= Evenus (son of Ares) =

God in Greek mythology

In Greek mythology, Evenus (/ɪˈviːnəs/; Εύηνος) a river-god of Aetolia as the son of the Titans Oceanus and Tethys.

== Family ==
In some accounts, Evenus was represented as a mortal prince or king as the son of Ares and princess Demonice, daughter of King Agenor of Pleuron. He was the brother of Molus, Pylus and Thestius.

Another version of the myth stated that Evenus was born from Ares and the Pleiad Sterope. Lastly, Heracles was also called Evenus' father in later versions of the myth.

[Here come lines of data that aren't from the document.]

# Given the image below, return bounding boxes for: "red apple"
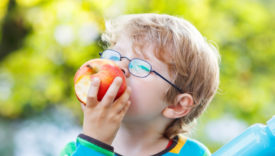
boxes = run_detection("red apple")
[74,59,127,104]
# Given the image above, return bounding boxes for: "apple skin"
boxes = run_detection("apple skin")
[74,59,127,104]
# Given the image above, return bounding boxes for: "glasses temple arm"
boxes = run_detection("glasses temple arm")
[152,70,183,93]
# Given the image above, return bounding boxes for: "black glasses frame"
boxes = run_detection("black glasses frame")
[99,49,183,93]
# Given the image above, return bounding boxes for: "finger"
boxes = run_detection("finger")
[87,77,100,107]
[102,77,122,106]
[114,87,131,112]
[119,101,131,120]
[80,102,85,112]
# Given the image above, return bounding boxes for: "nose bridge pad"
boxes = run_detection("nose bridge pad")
[119,60,130,77]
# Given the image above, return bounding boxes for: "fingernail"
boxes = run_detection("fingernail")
[93,77,99,83]
[116,77,122,82]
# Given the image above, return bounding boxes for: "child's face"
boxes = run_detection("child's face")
[112,36,172,121]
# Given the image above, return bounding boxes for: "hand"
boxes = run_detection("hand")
[82,77,131,145]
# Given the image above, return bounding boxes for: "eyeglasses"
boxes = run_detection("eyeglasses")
[99,49,183,93]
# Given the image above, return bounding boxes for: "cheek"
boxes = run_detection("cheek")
[126,76,169,115]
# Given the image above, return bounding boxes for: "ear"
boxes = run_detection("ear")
[162,93,194,119]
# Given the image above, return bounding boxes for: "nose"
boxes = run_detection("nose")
[116,58,130,78]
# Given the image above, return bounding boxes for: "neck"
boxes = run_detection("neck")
[113,116,169,155]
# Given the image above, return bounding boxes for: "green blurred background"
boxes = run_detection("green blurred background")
[0,0,275,156]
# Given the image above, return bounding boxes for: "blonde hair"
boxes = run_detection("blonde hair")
[102,14,220,138]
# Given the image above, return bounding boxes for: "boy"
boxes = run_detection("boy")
[61,14,219,156]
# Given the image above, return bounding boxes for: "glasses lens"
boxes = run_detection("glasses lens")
[101,50,120,61]
[129,59,151,77]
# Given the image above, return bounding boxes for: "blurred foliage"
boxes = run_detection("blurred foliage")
[0,0,275,151]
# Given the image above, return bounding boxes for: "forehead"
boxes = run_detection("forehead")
[111,40,168,73]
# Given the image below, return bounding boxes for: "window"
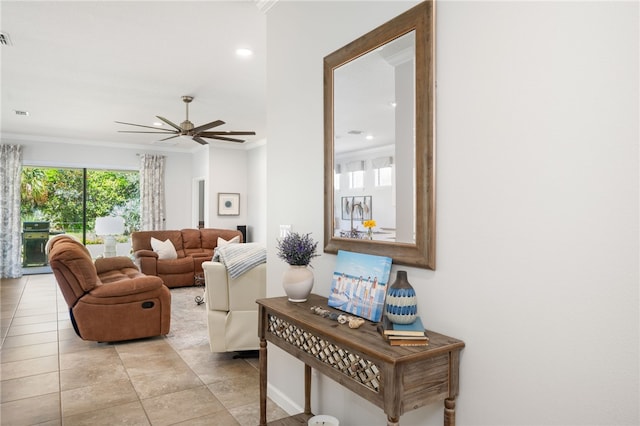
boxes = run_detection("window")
[347,161,364,189]
[349,170,364,189]
[373,167,392,187]
[371,157,393,187]
[20,166,140,258]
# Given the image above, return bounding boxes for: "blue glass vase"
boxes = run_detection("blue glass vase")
[385,271,418,324]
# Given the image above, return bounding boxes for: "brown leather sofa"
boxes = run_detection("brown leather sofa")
[47,235,171,342]
[131,228,243,288]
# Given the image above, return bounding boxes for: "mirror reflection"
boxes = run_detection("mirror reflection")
[333,31,415,243]
[324,0,435,269]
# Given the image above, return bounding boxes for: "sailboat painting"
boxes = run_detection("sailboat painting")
[329,250,391,322]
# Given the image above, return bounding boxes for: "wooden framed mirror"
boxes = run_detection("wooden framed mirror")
[324,1,436,269]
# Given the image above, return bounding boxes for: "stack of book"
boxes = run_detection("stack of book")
[378,315,429,346]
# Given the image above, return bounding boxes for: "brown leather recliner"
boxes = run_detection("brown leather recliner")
[48,235,171,342]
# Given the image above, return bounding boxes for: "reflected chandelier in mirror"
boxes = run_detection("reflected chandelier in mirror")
[324,1,435,269]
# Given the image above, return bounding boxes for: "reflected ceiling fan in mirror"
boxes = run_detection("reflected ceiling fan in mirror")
[116,96,256,145]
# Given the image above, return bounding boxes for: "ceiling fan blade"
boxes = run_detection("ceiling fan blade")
[193,136,209,145]
[115,121,174,132]
[156,115,182,132]
[199,134,244,142]
[199,131,256,137]
[118,130,178,135]
[191,120,224,134]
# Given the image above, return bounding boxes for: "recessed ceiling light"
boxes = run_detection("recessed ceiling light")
[236,47,253,58]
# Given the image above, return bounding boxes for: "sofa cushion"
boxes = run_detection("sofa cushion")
[131,231,184,258]
[157,257,193,275]
[200,228,243,250]
[216,235,240,247]
[180,229,202,253]
[151,237,178,260]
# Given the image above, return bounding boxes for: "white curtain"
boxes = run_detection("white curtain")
[0,145,22,278]
[140,154,165,231]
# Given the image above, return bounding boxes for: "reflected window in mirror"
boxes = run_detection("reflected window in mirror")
[324,1,435,269]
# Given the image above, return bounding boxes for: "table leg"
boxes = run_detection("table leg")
[304,364,311,415]
[258,339,267,426]
[444,398,456,426]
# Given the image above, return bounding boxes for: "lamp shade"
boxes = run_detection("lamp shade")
[95,216,124,235]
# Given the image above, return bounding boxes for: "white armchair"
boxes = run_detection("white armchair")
[202,261,267,352]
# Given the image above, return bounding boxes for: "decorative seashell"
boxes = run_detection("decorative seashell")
[349,317,364,328]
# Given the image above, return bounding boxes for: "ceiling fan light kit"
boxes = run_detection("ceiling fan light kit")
[116,96,256,145]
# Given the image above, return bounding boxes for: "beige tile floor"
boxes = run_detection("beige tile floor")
[0,274,287,426]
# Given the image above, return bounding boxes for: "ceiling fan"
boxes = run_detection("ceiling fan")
[116,96,256,145]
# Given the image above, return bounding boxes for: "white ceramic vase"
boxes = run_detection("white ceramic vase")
[282,265,313,302]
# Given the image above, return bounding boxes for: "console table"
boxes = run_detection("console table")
[257,294,464,426]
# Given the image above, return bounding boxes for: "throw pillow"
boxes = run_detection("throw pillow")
[151,237,178,259]
[217,235,240,247]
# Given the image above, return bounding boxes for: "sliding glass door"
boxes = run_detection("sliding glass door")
[21,166,140,267]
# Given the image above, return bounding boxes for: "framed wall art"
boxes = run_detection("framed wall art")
[218,192,240,216]
[328,250,391,322]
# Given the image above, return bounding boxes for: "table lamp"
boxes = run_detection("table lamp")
[95,216,124,257]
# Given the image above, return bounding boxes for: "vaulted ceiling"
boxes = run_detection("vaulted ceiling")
[0,0,266,151]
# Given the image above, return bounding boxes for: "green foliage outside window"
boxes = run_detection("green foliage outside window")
[20,167,140,234]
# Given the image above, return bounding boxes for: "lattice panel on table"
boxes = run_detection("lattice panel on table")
[267,315,380,392]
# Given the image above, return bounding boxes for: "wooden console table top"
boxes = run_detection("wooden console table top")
[257,294,464,426]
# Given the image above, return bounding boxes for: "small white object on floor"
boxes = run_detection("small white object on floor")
[308,414,340,426]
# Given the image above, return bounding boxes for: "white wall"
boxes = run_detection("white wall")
[207,147,247,233]
[267,1,640,425]
[246,144,267,243]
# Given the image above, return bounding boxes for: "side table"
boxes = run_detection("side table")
[257,294,464,426]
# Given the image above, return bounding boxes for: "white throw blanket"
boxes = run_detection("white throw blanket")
[211,243,267,278]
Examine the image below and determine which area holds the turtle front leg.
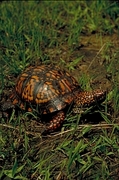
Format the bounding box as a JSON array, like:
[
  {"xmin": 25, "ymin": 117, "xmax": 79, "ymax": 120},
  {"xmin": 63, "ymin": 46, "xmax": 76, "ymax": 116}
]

Evenus married his niece Alcippe, daughter of King Oenomaus of Pisa (another son of Ares and Sterope) by whom he became the father of Marpessa.

== Mythology ==
When Idas, son of Aphareus, came from Messenia to ask for the hand of Marpessa, Evenus refused his request because he wanted her daughter to remain a virgin. Idas went to his father Poseidon and begged for the use of a winged chariot. Poseidon consented him the use of the chariot, and Idas abducted Marpessa away from a band of dancers and fled from Pleuron in Aetolia. Evenus, after chasing the couple for a long time and realizing he could not catch up to them, killed his horses and then drowned himself in a nearby river Lycormas and became immortal. The river was named later after him.

According to some writers, Evenus, like Oenomaus, used to set his daughter's suitors to run a chariot race with him, promising to bestow her on the winner; but he cut off the heads of his vanquished competitors and nailed them to the walls of his house.